Mi cuerpo es mi inversión más importante, y ahora sé que el beneficio se multiplica si le presto atención desde hoy mismo.

Los pilares imprescindibles para frenar el reloj: tu plan de acción

La buena noticia es que no todo está perdido. Viña nos da las claves para combatir este proceso silencioso de envejecimiento. Los hábitos importan, y mucho.

La nutrición y el ejercicio físico están al mismo nivel de importancia. No podemos priorizar uno sin el otro. Después, hay dos pilares más que no podemos olvidar: el control del estrés y un sueño adecuado. Si te fijas, la mayoría de nosotros descuidamos alguno de estos puntos clave.

¿Y qué pasa con los suplementos? Viña explica que una nutrición óptima en vitaminas y minerales es difícil de alcanzar solo con la dieta. Para la población general, recomienda un multivitamínico y multimineral básico. Este gesto puede cubrir deficiencias que a menudo no se detectan en un análisis rutinario, una solución oculta para muchas.

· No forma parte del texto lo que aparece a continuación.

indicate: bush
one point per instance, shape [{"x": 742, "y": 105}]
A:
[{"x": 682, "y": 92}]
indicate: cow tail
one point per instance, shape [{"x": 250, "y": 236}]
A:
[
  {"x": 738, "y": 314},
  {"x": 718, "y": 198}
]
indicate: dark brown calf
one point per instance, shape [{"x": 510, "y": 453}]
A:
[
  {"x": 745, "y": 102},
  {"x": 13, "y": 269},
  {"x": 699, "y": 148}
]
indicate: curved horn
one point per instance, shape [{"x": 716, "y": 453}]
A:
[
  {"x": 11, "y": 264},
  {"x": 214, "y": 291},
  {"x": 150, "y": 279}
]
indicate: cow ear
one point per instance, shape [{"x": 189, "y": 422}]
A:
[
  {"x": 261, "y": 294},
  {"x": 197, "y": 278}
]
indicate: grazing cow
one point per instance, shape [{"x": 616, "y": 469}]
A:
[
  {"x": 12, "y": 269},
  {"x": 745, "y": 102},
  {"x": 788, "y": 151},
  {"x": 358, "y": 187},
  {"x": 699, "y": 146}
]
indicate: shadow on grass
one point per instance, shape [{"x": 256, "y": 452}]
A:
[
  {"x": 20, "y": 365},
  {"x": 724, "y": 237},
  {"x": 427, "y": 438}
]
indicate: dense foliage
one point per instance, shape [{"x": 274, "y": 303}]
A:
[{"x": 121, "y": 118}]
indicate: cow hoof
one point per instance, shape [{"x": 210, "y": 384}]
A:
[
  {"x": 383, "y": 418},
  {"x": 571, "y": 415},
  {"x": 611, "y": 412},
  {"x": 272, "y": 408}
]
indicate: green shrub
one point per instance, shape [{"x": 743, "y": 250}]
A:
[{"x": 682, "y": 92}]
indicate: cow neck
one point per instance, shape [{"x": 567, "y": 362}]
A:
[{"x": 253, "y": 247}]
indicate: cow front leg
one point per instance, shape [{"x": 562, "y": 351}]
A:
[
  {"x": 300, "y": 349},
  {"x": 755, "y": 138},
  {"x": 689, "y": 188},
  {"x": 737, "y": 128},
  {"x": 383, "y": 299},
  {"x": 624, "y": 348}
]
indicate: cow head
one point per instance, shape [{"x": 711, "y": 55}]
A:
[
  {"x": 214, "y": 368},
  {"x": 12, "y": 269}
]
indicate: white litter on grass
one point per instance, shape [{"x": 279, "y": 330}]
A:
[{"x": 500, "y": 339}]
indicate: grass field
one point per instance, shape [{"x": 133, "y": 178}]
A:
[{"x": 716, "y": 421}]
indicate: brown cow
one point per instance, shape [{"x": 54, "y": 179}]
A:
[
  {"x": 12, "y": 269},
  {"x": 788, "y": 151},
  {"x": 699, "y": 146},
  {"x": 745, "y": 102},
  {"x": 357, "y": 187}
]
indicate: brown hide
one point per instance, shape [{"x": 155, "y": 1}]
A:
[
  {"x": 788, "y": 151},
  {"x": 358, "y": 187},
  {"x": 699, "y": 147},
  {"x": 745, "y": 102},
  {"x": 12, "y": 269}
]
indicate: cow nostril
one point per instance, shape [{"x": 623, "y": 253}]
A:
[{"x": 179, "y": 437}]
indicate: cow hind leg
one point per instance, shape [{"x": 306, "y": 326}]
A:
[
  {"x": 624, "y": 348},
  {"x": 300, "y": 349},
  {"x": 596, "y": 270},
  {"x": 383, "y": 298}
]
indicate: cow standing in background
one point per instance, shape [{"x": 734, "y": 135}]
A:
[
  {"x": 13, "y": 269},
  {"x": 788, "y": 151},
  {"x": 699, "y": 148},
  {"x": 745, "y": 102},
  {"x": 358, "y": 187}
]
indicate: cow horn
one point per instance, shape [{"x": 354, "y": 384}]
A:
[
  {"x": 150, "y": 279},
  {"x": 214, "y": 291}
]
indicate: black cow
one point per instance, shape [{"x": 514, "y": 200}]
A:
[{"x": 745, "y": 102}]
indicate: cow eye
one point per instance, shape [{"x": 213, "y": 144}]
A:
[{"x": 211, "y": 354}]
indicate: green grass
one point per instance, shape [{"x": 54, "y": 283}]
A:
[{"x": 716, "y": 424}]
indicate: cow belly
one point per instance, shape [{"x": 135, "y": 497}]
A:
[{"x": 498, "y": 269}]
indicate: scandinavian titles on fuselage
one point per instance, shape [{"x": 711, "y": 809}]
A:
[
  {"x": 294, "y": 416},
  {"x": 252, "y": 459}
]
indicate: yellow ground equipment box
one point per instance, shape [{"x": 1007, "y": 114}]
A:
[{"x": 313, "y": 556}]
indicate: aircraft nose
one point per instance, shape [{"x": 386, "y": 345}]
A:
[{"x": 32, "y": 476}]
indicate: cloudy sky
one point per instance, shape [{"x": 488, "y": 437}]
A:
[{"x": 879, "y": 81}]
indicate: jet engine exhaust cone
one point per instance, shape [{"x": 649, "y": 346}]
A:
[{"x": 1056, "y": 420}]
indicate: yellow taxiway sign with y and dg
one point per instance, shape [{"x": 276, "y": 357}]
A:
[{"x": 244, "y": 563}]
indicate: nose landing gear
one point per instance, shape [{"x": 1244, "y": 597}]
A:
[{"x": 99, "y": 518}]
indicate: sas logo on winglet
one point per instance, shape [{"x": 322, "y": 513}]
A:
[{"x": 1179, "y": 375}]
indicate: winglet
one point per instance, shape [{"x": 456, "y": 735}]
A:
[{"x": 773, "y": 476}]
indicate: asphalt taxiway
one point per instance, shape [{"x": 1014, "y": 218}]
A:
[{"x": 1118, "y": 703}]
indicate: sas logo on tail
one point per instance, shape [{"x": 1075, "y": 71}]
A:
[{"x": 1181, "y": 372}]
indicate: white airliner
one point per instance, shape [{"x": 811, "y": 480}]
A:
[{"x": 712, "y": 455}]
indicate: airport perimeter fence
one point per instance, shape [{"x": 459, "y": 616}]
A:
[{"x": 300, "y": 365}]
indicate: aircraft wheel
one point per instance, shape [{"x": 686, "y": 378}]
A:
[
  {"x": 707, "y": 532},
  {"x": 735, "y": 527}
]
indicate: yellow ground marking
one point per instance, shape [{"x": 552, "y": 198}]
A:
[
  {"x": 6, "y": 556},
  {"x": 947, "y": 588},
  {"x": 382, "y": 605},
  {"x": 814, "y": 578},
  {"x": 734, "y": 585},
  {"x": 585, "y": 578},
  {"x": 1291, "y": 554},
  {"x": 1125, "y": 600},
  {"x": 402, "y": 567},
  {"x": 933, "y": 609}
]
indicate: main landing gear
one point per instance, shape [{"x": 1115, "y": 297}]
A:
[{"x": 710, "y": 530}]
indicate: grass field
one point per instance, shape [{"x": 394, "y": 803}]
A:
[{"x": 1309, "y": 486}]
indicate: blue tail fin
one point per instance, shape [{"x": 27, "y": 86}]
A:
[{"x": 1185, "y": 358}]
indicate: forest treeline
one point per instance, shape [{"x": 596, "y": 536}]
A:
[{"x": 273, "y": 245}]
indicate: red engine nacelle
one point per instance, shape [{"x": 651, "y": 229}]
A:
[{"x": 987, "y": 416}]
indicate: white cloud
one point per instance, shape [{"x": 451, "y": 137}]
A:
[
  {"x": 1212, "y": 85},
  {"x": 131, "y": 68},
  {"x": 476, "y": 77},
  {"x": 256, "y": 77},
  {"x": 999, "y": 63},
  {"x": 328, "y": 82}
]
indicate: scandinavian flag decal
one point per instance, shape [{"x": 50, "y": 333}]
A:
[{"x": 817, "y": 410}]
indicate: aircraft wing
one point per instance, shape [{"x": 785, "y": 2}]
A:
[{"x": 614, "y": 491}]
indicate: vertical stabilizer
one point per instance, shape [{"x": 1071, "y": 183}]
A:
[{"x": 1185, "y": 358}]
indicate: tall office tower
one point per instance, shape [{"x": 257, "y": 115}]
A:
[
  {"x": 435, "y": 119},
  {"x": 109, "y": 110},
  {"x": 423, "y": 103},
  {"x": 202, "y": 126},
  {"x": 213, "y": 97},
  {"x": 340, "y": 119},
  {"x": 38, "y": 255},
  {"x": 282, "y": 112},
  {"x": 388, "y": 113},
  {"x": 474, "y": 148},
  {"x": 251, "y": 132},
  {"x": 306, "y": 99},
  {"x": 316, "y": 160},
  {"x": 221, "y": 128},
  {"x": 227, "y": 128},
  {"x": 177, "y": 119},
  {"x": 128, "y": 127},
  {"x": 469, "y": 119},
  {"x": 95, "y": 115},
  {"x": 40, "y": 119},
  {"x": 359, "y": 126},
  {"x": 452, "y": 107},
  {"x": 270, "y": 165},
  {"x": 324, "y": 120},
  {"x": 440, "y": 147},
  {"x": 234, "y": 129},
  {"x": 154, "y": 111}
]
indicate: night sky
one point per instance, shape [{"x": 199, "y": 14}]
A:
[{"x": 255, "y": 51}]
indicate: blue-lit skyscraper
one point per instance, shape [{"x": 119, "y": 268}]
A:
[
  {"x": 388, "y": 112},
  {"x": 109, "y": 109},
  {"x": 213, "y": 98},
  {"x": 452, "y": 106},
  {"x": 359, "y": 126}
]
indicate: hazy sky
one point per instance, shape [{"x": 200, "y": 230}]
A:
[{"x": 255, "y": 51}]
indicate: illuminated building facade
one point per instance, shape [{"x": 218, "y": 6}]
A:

En cuanto a las personas mayores, un dato sorprendente: el 40% de la población europea de más de 65 años presenta déficit de proteínas. Una cifra preocupante que un profesional sanitario puede corregir con un suplemento bien pautado. La prevención es un ahorro de salud y de bienestar a largo plazo.

La información que acabas de descubrir es un tesoro. Te da el poder de cambiar el rumbo de tu envejecimiento. No esperes que el cuerpo te dé el aviso. La barriga de los 30 no es un signo de felicidad; es una llamada a la acción. Comenzar ahora es tu mejor decisión.

¿Y tú, de verdad pensabas que la «curva de la felicidad» era algo tan inocente?